Robbie Rebel was a British celebrity comics gag-a-day comic strip, which premiered in The Beano comic in issue 3104, dated 12 January 2002. Based extensively on Robbie Williams, who at that time was very popular, his creators aimed to make him the Dennis the Menace of the 21st Century: his adventures are set in a contemporary world of mobile phones, computers and music videos.

==Concept==

His first appearance showed him being born 'seven years ago', and being smacked on the bottom by the nurse to start his breathing. Instead of crying, he giggles. This sets the tone of the strip: Robbie is a rebel who does nothing he is told (although he occasionally does as he's told if he can make a job hard for his parents or anyone else, for instance scrapping a whole kitchen for a compost heap, when his dad told him to find scraps in the kitchen for the heap). His appearance was a breath of fresh air to The Beano: he sported long jeans, school shoes and a T-shirt, usually with an animal motif on it giving the wrong sound for the animal (so the silhouette of a Duck going 'moo' etc.) and has "No way" written on the back of all of them. A second strip in the same issue as his debut introduced his dog, Defido, who, like his Master, is a rebel. Robbie's parents are shown to be relatively young and trendy, particularly his pretty blonde mother.

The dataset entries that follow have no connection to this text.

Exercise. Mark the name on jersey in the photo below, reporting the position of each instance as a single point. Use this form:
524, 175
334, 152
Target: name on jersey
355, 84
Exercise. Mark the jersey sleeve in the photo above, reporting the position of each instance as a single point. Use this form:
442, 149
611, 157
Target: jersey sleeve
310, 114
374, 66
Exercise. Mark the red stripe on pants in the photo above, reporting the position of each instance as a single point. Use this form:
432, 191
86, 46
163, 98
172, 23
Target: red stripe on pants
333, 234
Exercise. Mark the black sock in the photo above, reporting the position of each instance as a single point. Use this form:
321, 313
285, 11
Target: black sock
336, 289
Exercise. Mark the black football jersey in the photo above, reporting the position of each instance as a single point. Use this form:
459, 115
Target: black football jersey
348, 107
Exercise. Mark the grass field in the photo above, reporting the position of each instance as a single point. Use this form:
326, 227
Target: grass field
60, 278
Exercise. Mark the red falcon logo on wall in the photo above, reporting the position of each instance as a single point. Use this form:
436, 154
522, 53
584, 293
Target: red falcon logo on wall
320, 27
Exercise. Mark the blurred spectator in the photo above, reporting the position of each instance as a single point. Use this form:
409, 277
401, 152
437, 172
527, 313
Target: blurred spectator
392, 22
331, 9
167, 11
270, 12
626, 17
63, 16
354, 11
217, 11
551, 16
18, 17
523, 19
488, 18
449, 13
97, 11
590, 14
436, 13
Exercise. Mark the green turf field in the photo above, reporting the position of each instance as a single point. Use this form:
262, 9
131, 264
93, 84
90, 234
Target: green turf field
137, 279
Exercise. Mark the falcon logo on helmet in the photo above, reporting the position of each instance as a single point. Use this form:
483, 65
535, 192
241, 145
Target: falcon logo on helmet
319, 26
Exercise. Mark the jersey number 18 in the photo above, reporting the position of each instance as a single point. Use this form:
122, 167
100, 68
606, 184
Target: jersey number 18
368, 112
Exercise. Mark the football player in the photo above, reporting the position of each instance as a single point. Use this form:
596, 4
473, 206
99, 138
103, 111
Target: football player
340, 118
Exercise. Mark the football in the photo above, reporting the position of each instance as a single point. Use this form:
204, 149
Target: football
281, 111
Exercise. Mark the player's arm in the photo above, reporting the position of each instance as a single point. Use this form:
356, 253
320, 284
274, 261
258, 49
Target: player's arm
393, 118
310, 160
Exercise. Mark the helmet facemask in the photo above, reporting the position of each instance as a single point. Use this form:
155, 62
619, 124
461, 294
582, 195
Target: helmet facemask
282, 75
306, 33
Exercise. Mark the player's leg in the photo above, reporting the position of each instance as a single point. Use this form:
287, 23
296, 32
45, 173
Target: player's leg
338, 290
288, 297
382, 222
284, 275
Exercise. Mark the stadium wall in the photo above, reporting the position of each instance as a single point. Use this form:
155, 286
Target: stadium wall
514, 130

Robbie has had two girls going after him, both competing to make him their boyfriend. They are called Kylie Geriwall and Geri Minogue (a mix-up from the singers Geri Halliwell and Kylie Minogue) and Kylie won (eventually, seeing as he always rejected them). In the later reprints, Geri was renamed Cheryl. More recent strips saw Kylie become a rival to Robbie, and they no longer seemed to be in a relationship.
It is one of the few instances where a Beano character seemed to fancy a girl. Other examples include Fred in Tom Paterson's Fred's Bed who fancies Hannah Montana.

Robbie is drawn by Desperate Dan artist Ken H. Harrison, and his clean drawing style immediately cemented the strips'popularity. Because of Ken's continuing work on Desperate Dan, Robbie did not initially appear as regularly as other characters such as Roger the Dodger or Billy Whizz. With Desperate Dan's revamp when the Dandy got a facelift in September 2004, both were drawn in the same style (as opposed to the 'old' Desperate Dan where Ken drew things more detailed). Following the decision to stop running new Desperate Dan strips in mid-2007, Harrison was able to concentrate entirely on Robbie, who was now able to appear on a weekly basis.

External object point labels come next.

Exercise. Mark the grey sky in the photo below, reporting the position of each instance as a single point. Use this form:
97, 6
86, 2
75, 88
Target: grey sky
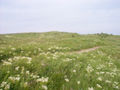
82, 16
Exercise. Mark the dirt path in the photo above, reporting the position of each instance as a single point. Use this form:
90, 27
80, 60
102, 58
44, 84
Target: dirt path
86, 50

In the Beano Christmas special 2007, Robbie Rebel had a joint strip with The Riot Squad.

In February 2008, Robbie Rebel left The Beano after 6 years. It has been hinted that Robbie had a terrible accident when he crashed into a tree in his last comic appearance. The strip ended so that Harrison could take over Minnie the Minx. However, in the 25 September 2010 issue, there has been a reprint of the strip. Then, since the issue dated 13 November 2010, he started to appear regularly as a reprint for several months.